The SEC said Allianz violated the Foreign Corrupt Practices Act (FCPA) with improper records of payments to government officials in Indonesia during a seven-year period.
Regulators said the violations occurred from 2001 to 2008. Allianz later delisted from the New York Stock Exchange, but the SEC charged the insurer for violations that occurred while it was still under U.S. oversight.
Allianz neither admitted nor denied the findings, the SEC said.
Allianz spokesman Michael Matern said the company had investigated the matter and updated its anti-corruption policies as a result, including updating its third-party contracts and enhancing its due diligence process.
The SEC said it found that improper payments by a subsidiary in Indonesia of more than $650,000 to employees of state-owned groups helped Allianz obtain 295 insurance contracts on large government projects.
"Allianz's subsidiary created an 'off-the-books' account that served as a slush fund for bribe payments to foreign officials to win insurance contracts worth several million dollars," Kara Brockmeyer, who leads the FCPA unit of the SEC's enforcement division, said in a statement.

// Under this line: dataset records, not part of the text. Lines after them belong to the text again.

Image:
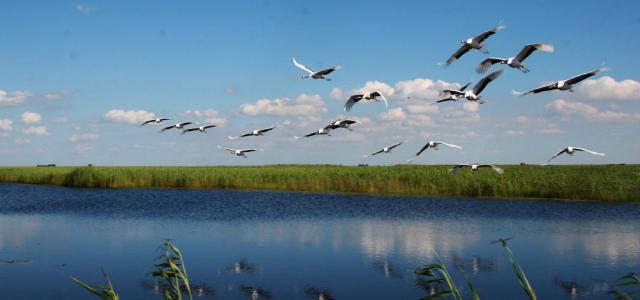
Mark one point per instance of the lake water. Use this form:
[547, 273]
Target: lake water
[296, 245]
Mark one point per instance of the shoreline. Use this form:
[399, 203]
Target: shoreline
[590, 183]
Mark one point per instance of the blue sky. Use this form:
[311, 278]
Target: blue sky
[78, 75]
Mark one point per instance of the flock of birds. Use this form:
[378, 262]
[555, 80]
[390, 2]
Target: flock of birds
[474, 43]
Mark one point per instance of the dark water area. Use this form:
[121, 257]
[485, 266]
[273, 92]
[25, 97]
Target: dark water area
[298, 245]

In 2005, an audit found that managers in Indonesia were using special accounts to pay off government officials. A second complaint in 2009 showed that Allianz did not properly account for some payments in its books.
The payments contributed to more than $5.3 million in profits, the SEC said.
The U.S. Justice Department dropped a related inquiry earlier this year without bringing charges against the company.